Una Palabra a Tiempo (1907)

This is a piece from 1907, from a page of The Silliman Truth [the March 15 issue] — which in the 1900s served not just as campus paper for what was then Silliman Institute but also a community newspaper [one of the first in the province] and a Protestant missionary publication. This page contains what I think is an unsigned short story in Spanish titled “Una Palabra a Tiempo,” probably the first one published in the province. The Silliman Truth, however, was first published in 1903, predating The Filipino Student Magazine by two years. (That magazine is supposedly the first publication in English by Filipinos).

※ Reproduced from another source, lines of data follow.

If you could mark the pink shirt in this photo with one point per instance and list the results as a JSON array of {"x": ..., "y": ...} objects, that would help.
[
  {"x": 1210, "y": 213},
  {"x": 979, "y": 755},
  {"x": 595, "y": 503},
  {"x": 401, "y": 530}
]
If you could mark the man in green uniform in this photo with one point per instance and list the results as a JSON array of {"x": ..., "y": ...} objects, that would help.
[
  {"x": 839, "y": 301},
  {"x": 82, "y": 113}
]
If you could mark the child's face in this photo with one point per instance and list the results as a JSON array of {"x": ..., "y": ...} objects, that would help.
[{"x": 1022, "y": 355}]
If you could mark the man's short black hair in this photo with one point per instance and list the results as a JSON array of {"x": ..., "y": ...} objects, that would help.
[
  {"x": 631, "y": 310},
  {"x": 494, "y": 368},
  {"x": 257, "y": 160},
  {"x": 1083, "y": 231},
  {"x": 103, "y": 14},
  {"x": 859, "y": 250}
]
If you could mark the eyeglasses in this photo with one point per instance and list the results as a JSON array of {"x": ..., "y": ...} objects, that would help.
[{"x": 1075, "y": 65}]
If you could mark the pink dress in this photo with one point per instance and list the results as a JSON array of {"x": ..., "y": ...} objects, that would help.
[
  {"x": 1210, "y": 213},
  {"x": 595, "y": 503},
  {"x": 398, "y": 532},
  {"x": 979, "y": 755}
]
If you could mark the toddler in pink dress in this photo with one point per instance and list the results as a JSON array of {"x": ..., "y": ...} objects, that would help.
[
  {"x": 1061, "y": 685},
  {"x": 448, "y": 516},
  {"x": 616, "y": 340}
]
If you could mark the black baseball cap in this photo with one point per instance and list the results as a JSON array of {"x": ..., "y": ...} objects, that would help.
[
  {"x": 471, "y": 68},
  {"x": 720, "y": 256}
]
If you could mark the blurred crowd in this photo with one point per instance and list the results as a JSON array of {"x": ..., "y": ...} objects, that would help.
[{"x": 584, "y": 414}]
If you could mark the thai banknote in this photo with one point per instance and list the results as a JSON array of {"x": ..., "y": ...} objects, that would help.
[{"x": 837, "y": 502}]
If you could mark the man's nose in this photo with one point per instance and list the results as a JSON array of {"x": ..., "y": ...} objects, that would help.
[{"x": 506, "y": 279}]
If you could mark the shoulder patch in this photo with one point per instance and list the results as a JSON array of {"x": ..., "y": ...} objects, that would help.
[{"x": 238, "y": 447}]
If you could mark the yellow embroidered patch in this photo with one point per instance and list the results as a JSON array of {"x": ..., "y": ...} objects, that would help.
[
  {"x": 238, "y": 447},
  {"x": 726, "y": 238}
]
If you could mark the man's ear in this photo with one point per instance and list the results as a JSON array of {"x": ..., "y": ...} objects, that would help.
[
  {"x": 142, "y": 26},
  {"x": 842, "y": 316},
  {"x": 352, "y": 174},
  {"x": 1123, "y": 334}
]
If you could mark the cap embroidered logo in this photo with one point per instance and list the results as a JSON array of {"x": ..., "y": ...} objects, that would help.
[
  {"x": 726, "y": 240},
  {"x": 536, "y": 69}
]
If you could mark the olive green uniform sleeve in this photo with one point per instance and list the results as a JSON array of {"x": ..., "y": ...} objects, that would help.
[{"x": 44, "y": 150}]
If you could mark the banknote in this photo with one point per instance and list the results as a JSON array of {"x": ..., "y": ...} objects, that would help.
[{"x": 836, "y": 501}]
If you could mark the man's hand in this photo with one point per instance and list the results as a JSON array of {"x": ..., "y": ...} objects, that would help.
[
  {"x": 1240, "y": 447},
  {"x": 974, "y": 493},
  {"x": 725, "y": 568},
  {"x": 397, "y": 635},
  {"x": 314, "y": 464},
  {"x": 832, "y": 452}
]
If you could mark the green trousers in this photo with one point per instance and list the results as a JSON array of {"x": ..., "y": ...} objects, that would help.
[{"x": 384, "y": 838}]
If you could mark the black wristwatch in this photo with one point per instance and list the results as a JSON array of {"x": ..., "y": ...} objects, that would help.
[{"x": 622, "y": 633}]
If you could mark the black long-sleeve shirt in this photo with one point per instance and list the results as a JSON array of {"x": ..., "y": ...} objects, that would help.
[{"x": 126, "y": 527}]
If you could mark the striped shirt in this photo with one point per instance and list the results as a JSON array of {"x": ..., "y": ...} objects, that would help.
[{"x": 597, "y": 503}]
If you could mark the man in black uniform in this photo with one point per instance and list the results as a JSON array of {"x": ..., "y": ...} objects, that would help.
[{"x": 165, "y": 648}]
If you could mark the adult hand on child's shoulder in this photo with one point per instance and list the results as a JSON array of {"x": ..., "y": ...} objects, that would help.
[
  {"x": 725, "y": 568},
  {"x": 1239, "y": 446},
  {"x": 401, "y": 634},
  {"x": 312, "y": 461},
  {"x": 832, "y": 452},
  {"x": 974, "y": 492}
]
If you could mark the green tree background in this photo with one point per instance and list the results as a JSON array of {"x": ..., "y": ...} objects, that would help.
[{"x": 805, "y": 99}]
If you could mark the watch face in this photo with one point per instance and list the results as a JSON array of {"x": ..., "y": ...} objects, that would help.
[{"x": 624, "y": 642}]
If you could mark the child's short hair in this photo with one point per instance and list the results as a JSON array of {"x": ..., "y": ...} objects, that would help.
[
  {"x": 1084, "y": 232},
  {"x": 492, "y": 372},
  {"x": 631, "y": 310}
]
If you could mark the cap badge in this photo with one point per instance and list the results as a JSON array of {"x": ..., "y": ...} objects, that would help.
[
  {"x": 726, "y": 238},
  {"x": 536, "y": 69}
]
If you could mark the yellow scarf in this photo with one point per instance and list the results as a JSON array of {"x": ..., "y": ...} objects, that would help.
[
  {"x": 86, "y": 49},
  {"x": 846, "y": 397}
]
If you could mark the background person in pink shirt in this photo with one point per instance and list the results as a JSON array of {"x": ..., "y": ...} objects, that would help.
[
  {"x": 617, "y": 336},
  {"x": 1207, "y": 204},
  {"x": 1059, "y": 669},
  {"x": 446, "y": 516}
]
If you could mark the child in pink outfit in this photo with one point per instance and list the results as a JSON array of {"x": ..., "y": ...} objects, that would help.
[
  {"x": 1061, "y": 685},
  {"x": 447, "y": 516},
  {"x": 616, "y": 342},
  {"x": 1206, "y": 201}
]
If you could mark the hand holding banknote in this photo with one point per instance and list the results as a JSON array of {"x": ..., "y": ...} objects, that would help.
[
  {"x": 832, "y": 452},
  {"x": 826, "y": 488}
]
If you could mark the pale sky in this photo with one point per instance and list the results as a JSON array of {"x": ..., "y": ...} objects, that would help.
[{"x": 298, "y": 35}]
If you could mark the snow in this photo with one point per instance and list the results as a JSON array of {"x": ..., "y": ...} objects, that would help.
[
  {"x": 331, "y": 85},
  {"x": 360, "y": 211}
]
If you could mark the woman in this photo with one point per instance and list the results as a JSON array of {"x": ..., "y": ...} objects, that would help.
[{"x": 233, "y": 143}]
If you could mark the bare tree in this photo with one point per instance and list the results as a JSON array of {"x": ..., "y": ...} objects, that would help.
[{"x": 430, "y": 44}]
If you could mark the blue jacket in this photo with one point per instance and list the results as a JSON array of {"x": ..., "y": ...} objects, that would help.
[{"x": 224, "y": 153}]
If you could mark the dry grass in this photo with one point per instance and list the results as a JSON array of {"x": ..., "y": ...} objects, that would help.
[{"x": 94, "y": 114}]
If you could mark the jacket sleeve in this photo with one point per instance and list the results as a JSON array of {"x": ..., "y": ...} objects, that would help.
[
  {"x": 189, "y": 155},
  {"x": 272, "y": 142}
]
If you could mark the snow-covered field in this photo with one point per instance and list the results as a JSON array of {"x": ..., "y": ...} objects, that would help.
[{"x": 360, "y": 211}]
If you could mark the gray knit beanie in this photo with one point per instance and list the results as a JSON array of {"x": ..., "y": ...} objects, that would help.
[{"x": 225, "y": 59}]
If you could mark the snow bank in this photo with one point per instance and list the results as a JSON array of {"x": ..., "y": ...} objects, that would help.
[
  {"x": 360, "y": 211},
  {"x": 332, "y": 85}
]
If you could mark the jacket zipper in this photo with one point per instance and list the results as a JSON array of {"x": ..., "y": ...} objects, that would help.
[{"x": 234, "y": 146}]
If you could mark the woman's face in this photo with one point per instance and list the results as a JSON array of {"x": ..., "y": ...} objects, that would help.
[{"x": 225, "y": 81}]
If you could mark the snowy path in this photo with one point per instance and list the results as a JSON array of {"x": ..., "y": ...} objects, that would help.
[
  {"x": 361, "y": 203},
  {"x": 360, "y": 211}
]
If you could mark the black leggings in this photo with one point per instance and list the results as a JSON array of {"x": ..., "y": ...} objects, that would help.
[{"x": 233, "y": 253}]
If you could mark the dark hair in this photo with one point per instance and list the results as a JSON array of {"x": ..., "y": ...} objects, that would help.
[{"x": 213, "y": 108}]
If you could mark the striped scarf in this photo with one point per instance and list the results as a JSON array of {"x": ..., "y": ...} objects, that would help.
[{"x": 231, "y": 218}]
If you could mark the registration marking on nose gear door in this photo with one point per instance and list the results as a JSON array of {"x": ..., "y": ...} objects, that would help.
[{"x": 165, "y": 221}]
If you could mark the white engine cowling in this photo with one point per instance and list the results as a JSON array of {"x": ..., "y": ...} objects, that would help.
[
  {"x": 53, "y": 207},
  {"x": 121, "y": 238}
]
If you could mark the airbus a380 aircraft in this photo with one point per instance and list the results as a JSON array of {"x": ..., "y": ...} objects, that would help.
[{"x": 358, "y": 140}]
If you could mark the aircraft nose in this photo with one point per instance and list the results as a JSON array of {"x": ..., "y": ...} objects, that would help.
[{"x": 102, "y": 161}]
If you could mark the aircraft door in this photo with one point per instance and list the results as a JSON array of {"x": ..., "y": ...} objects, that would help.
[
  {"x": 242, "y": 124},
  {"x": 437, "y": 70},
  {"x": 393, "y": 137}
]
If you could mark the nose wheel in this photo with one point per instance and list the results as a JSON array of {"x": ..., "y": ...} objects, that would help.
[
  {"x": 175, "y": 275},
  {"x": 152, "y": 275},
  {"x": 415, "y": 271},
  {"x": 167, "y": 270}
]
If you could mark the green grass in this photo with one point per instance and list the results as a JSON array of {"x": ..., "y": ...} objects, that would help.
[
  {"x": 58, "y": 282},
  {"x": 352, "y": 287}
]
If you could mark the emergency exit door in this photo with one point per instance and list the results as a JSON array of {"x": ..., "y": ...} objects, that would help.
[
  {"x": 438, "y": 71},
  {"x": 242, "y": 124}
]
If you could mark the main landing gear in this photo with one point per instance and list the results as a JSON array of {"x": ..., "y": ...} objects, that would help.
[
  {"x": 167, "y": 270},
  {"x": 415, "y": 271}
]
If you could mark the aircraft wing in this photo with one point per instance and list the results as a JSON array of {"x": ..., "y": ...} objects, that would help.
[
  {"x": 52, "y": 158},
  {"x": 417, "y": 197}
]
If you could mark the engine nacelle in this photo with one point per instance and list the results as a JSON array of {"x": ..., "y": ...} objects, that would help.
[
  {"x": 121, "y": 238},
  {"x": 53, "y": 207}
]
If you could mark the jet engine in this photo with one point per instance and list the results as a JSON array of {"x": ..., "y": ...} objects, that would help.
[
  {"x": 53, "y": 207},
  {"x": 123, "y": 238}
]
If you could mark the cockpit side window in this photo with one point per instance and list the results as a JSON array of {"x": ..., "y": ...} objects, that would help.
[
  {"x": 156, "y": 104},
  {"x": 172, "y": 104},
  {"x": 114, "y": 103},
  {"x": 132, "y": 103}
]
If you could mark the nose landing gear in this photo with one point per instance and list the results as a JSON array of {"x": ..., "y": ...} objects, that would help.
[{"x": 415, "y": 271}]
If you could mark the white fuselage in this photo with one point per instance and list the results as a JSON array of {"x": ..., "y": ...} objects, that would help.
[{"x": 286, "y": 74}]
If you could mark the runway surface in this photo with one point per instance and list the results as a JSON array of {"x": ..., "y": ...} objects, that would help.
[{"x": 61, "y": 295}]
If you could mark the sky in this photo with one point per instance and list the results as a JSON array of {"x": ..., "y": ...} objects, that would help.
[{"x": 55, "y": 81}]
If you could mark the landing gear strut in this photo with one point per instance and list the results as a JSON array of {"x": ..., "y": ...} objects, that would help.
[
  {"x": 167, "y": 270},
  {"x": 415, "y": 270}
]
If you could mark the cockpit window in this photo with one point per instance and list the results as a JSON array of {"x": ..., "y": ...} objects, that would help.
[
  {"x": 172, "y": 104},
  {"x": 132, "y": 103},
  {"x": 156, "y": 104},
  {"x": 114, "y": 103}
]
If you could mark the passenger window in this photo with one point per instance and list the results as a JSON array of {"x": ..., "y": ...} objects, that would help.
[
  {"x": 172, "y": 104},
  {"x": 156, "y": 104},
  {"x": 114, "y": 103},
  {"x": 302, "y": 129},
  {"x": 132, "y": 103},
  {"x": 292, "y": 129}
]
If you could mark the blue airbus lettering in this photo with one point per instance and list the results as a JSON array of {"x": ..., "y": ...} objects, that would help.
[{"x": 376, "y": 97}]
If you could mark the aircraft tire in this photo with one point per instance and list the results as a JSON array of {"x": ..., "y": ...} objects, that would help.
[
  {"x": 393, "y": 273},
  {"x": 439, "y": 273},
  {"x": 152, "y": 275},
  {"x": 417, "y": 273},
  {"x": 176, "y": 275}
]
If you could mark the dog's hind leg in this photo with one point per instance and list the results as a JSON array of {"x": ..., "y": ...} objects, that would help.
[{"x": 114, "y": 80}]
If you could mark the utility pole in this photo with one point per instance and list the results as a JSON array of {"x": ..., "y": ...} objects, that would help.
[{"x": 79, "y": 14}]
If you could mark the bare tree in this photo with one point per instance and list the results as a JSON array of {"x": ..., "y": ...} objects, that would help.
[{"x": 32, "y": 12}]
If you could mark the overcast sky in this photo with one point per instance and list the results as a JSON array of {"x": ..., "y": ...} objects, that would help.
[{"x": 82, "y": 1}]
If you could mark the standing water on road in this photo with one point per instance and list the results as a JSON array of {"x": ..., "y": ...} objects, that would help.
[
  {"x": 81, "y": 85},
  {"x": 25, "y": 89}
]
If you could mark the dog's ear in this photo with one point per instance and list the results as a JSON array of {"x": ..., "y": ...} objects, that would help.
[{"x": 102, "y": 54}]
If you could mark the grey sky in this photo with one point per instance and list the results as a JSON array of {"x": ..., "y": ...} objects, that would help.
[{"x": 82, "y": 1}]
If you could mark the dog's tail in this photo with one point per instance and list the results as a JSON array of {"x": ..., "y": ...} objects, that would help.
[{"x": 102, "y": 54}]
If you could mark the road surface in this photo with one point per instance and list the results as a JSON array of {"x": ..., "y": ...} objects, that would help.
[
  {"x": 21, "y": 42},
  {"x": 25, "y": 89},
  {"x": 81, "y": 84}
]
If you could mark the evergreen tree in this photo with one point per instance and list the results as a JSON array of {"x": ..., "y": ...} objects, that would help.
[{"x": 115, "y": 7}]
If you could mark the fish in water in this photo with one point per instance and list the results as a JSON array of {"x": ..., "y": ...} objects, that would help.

Alas, we don’t have copies of the Silliman Truth from that year anymore, but if we do come across any — and if it contains any literary work in the new colonial language — we can effectively rewrite the history of Philippine literature in English. I did a rough translation of “Una Palabra a Tiempo” from the Spanish, and it turns out to be a precious fable about a country doctor who encounters a drunk on the road at night, and the drunk accosts him to ask if there is any cure at all to his condition. To which the doctor replied: “I cannot help you.” But suggests that there is one other doctor who can: Jesus Christ. Days later, he finds the drunk quite sober and thankful for his godly advice. Now that’s pure literature of proselytisation! The school paper, after all, was very much a missionary publication. It got me thinking though: so many of the early essays published between 1903–1908 in Dumaguete were about the perils and evils of drunkenness. Soooo many. Was Dumaguete awash in tubà and other types of alcohol at the turn of the 20th century?